そんな志の高い人たちもいる中、本当に学力が無く、行く高校を失った挙句に滑り止め要因でこの学校を受験して入ってきた人間もいなくはない。
何せ、0点でも名前さえ書いてあれば入学できるような学校だ。そんなカモ学校を偏差値の悪い奴らが受けないわけない。
「さて、ではその日頃から武術に励んでもらう方法だが、それはいわゆるバトルロワイヤルだ。これからクラスに分かれたのち、お前たちにはそれぞれ剣を与える。その剣を使って生き残りをかけた本気の戦いをしてもらう事で生徒同士高め合い強くなって欲しい」
その言葉にざわめきが起こった。当然と言えば当然の反応だ。一部の生徒は頭が悪かったがゆえに入れられたというのに蓋を開けてみれば殺し合いをしてくれと言われているのだから。だが、そんな反対と不安の声を校長はたった一言で一蹴する。
「黙れ馬鹿ども! お前らはそうやってピーチクパーチクしか言ってられないからこんな学校に来てるんだろうが! ろくに知能の無いお前らは本当にこの世から要らない存在になりかねないんだぞ。

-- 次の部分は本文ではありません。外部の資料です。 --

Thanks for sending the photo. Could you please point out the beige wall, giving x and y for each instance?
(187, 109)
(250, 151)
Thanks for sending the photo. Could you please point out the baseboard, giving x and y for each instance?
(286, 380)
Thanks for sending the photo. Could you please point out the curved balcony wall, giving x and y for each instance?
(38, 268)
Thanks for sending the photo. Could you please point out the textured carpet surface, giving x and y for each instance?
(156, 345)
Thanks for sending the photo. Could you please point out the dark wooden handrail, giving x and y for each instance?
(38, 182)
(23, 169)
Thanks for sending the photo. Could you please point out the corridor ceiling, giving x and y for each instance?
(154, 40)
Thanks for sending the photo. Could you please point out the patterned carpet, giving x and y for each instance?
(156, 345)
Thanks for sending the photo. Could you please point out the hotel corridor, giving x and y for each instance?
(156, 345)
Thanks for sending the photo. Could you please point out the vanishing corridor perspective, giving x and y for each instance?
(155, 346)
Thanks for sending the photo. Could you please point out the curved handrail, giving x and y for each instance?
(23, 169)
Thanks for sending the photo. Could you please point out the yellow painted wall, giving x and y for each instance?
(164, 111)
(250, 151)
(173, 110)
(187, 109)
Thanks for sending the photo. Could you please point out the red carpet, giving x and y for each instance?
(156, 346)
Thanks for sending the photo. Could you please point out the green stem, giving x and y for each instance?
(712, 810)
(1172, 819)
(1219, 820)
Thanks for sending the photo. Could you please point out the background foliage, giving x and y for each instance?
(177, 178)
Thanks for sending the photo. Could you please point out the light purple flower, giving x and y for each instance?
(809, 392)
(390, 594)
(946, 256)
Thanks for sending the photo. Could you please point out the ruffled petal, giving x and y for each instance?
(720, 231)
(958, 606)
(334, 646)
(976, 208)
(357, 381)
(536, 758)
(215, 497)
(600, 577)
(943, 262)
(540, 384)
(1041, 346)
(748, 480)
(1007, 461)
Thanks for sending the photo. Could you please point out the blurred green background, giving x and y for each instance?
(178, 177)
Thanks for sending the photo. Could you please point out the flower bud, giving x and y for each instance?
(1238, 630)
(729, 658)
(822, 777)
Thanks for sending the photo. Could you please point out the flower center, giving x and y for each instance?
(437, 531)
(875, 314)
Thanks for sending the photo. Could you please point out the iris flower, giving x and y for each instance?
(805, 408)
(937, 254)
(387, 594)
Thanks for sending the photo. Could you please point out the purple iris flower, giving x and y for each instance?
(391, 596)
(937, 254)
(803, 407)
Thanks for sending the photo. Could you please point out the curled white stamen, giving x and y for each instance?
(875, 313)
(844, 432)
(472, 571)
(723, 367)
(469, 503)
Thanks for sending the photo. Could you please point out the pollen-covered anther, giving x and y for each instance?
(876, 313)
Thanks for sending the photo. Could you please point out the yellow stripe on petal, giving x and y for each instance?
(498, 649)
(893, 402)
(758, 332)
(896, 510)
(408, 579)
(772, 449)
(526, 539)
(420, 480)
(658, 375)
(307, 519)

まぁそれでも安心するがいい。この学園に入った以上そうはさせない。なにせ私が鍛えてやるんだからな。きっとボディーガードや自衛隊、警察官に殺し屋、いくらでもお前たちが活躍できる場を用意してやれるだろう」
怒涛の言葉攻めに一瞬は多くの生徒がたじろいだが、サクラとも思えないような生徒の「じゃあ、こんな俺たちでも世間から認められる希望があるって考えていいんだな」という言葉に全員のボルテージが高まった。
「フハハ。実にその通りだ。だからこそお前らにはこの学園で本気の殺し合いに興じてほしい。そして学園からはお前たちが一人人間を殺したのならばバトルチップというコインを一枚進呈しよう。これはお前たちが強くなったという証でもある。そして私が世に送り出しても平気だと感じたレベル――――このバトルチップ50枚を集めたものには卒業試験を受ける権利を与える! 見事合格すれば晴れてお前たちも立派な社会人だ。その進路は私が約束しよう」
拍手喝采大団円。本当に単純でバカな集団だ。
「それに一度やられて死んでしまったとあればそれはそれであっけなさすぎるからな、この雲雀学園で配布される、もしくは手に入れることのできる武器・魔法の類には特殊な力を施している。この力の宿った武器では仮にやられたとしてもこの学園にある保健室に行けば5回まで致死の状態からでも蘇生が出来るようになる。この制度を我々はライフポイント制度と呼んでいる。もちろん勘違いするなよ。今言った通り5回までだ。それ以上やられるような人間は知能だけでなく武力も無いと考え本当に死んでもらう。上手く卒業すれば将来を約束しているのだからそれくらいの代償はあっても構わないよな!」
どこからともなく拍手が起こった。
「あぁそれでこそ我が学園の生徒として相応しい反応だ! さぁぜひとも強者を目指して他の人間たちを殺し、殺し、殺しまくって高みに立つがいい。そしてこの学園から羽ばたいていくのだ」
そんな言葉を残し、校長は段から下った。彼女にブーイングや文句を言う生徒はもはや一人もおらず会場はに包まれる。
声援を受けながら校長はふと漏らした。
「ったくキャラを演じるってどうしてこうも疲れるんだか」
そう言いながら彼女は「にっ」と笑みを浮かべた。